Er nahm immer weniger Steine auf die Schaufel; denn sie wurde für ihn schwerer und schwerer. Der Lärm der Rutsche machte ihn verrückt. Hielt die Rutsche, rauschte und schrillte es in seinem Schädel weiter fort.
Die zweite Schicht war zu Ende. Als Jaschinski aus der Rutsche herausgekrochen kam, waren die Kumpels schon vorausgegangen. Er zog sich an und stolperte hinter ihnen her. Beim Laufen ergriff ihn ein Schwindel. Er musste sich hinsetzen.
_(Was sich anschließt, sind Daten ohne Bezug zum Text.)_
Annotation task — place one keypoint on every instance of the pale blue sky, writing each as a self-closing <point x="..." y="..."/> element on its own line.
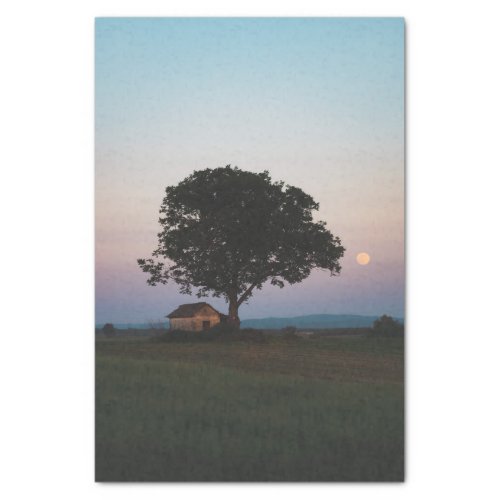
<point x="317" y="102"/>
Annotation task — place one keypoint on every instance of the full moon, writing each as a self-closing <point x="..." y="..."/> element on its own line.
<point x="363" y="258"/>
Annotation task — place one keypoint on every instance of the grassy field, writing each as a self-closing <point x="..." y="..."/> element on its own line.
<point x="318" y="409"/>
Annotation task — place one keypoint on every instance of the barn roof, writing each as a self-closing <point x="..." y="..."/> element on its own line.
<point x="190" y="310"/>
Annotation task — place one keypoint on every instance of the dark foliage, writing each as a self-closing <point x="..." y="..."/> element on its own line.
<point x="387" y="326"/>
<point x="226" y="232"/>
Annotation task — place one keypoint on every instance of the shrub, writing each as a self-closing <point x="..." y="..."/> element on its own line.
<point x="387" y="326"/>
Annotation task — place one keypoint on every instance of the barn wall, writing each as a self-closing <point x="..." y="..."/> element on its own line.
<point x="195" y="323"/>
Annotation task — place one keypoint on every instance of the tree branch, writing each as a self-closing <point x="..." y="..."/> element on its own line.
<point x="246" y="294"/>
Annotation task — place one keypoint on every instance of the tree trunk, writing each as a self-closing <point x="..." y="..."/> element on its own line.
<point x="233" y="319"/>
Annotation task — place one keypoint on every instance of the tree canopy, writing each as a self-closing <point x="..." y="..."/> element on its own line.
<point x="227" y="231"/>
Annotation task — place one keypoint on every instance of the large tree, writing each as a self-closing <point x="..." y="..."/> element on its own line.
<point x="226" y="232"/>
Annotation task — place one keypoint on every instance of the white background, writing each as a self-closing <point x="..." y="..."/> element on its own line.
<point x="46" y="113"/>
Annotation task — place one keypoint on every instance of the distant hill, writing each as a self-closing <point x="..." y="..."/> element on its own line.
<point x="314" y="321"/>
<point x="309" y="321"/>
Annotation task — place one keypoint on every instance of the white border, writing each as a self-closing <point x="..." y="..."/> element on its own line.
<point x="47" y="249"/>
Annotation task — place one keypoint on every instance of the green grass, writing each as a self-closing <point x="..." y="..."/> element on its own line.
<point x="312" y="410"/>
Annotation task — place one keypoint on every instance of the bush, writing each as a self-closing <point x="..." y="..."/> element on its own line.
<point x="109" y="330"/>
<point x="387" y="326"/>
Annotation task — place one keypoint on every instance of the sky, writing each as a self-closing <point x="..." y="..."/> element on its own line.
<point x="319" y="103"/>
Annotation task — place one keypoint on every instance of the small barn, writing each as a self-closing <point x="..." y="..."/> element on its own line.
<point x="195" y="317"/>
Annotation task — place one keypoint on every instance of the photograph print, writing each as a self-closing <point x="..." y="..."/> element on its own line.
<point x="249" y="249"/>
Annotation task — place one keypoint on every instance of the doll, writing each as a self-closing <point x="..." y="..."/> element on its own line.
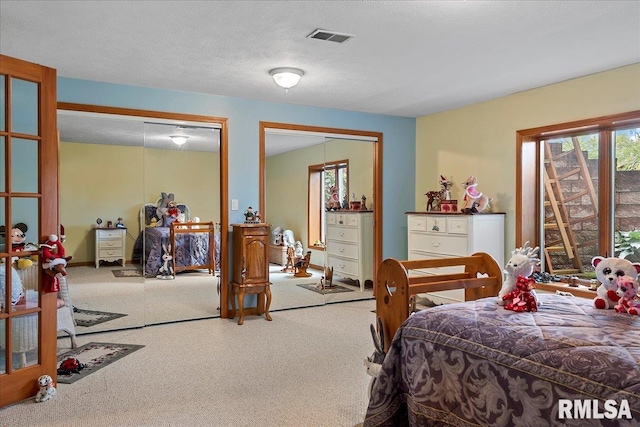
<point x="54" y="257"/>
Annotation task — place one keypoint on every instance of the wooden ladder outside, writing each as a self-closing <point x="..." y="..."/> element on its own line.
<point x="556" y="199"/>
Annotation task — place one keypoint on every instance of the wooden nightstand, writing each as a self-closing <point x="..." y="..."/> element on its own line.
<point x="250" y="268"/>
<point x="110" y="245"/>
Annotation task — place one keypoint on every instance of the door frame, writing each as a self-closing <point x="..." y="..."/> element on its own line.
<point x="22" y="383"/>
<point x="377" y="174"/>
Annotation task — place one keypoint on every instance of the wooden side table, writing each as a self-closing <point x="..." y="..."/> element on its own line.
<point x="250" y="268"/>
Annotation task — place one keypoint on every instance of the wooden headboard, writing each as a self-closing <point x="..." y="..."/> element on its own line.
<point x="395" y="285"/>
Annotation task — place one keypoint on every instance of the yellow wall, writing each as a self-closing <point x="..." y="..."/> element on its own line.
<point x="109" y="181"/>
<point x="287" y="182"/>
<point x="479" y="139"/>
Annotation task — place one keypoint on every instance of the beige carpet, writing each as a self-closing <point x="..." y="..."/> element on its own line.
<point x="304" y="368"/>
<point x="192" y="295"/>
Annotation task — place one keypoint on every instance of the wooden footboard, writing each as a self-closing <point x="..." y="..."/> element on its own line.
<point x="194" y="227"/>
<point x="397" y="281"/>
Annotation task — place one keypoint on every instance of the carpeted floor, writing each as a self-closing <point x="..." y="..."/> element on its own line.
<point x="304" y="368"/>
<point x="127" y="272"/>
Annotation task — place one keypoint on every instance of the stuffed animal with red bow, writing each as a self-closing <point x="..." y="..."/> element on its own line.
<point x="628" y="293"/>
<point x="522" y="298"/>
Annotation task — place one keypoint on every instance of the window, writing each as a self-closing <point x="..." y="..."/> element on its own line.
<point x="578" y="194"/>
<point x="328" y="184"/>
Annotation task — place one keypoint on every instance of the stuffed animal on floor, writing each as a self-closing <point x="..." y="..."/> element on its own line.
<point x="607" y="272"/>
<point x="522" y="263"/>
<point x="47" y="389"/>
<point x="523" y="297"/>
<point x="628" y="293"/>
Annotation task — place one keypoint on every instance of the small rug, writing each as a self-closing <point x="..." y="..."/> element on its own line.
<point x="89" y="318"/>
<point x="94" y="356"/>
<point x="332" y="290"/>
<point x="127" y="272"/>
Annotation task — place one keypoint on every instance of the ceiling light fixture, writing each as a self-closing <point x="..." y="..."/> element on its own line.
<point x="286" y="77"/>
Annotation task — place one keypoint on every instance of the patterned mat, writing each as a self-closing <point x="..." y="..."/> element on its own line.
<point x="94" y="356"/>
<point x="89" y="318"/>
<point x="332" y="290"/>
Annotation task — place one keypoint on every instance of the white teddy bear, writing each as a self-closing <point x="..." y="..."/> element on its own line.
<point x="607" y="272"/>
<point x="522" y="263"/>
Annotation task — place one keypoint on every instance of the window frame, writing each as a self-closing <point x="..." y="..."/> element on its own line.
<point x="528" y="170"/>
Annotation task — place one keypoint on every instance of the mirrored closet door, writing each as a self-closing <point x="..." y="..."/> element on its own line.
<point x="114" y="169"/>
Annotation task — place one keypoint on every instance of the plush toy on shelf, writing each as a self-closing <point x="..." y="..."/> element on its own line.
<point x="607" y="272"/>
<point x="629" y="301"/>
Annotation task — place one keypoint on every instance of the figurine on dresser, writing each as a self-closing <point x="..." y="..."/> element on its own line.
<point x="473" y="201"/>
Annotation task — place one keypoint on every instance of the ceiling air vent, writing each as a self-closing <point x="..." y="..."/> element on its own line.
<point x="331" y="36"/>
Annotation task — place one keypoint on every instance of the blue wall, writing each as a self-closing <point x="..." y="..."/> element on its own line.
<point x="244" y="115"/>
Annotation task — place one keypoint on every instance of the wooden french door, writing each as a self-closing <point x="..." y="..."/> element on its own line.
<point x="28" y="195"/>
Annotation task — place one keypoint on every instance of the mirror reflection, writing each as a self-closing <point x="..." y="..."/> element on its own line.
<point x="308" y="180"/>
<point x="114" y="170"/>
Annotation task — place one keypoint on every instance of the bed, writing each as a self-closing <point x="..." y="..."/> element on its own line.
<point x="194" y="245"/>
<point x="476" y="363"/>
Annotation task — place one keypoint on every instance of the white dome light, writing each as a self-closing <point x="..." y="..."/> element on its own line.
<point x="286" y="77"/>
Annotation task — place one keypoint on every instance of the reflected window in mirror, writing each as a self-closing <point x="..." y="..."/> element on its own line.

Am Blindschacht sah er die Lampen der Kumpels in den Fahrten verschwinden.
»He, Kumpels, wartet doch!« rief er.
Sie hörten ihn noch und riefen zurück. »Komm, beeil dich!«
Jaschinski begab sich auf die Fahrten. Die Knie knickten unter der Last seines Körpers ein.
In seinem Kopf strudelte es. Er klammerte sich erschreckt an die Sprossen. Die Schwärze vor seinen Augen wurde
Feuer. Beim Tieferklettern empfand er, als ob sich die Sprossen unter seinen Füßen fortbewegten.
»He! Kumpels!« begann er zu schreien.
Die Kumpels waren schon unten auf der neunten Sohle. Dumpf und undeutlich vernahm er ihre Stimmen. Er kletterte vorsichtig weiter. Auf der vierten Fährte versagten ihm die Knie. Er hing, die Brust von Angst zusammengeschnürt. Alles begann um ihn zu kreisen. Oben erschienen einige Lichter, Kumpels eines anderen Kohlenbetriebes, Jaschinski hörte sie, wollte nachpacken - griff mit den Händen neben die Sprossen, überschlug sich und sauste hinunter. Er schlug auf eine Eisenbühne auf.

Der Arzt hatte bei der Untersuchung der Leiche Herzschlag festgestellt. Die Ursache dazu wäre Herzfehler älteren Ursprungs gewesen, meinte er.
Frau Jaschinski hatte den Arzt verächtlich angesehen. »Ihr seid alle gleich!« sagte sie.
Die folgenden Tage waren wie Steine, die hart auf sie herab schlugen. Aber sie weinte nicht. Hart und grob wurden ihre Worte. Sie begab sich zu Böß hin. Der wurde sehr unruhig, als sie sein Büro betrat.
»Was wünschen Sie?« fragte er.
»Sie haben meinen Mann in den Tod getrieben. Sie sind ein Mörder!« rief sie. »Das wollte ich Ihnen sagen!«
Böß sprang empört auf. »Verlassen Sie sofort das Büro!« »Ich bin ohne Brot!« kreischte sie.
»Sie bekommen Rente. Gehen Sie, ich habe keine Zeit!« entgegnete Böß.
Frau Jaschinski schrie: »Das weiß ich, für uns habt ihr keine Zeit mehr, wenn ihr unsere Männer zugrunde gerichtet habt!«
Böß fasste sie am Arm und schob sie zur Türe hin. Da verkrallten sich ihre Hände in seinen Hals und würgten ihn. Er riss sich gewaltsam los und stieß sie zur Tür hinaus.
Jetzt saß sie jeden Tag an ihrem Fenster, wenn die Männer von der Schicht kamen. Wenn sie Böß sah, zitterte sie vor Hass. Sie überlegte, wie sie ihn am empfindlichsten kränken oder verletzen könnte. Sie hatte schon daran gedacht, einem seiner Kinder, die unweit vor ihrem Hause spielten, ein Leid zuzufügen, es zu erwürgen oder ihm sonst etwas anzutun. So tief wurzelte in ihr der Hass gegen diesen Mann.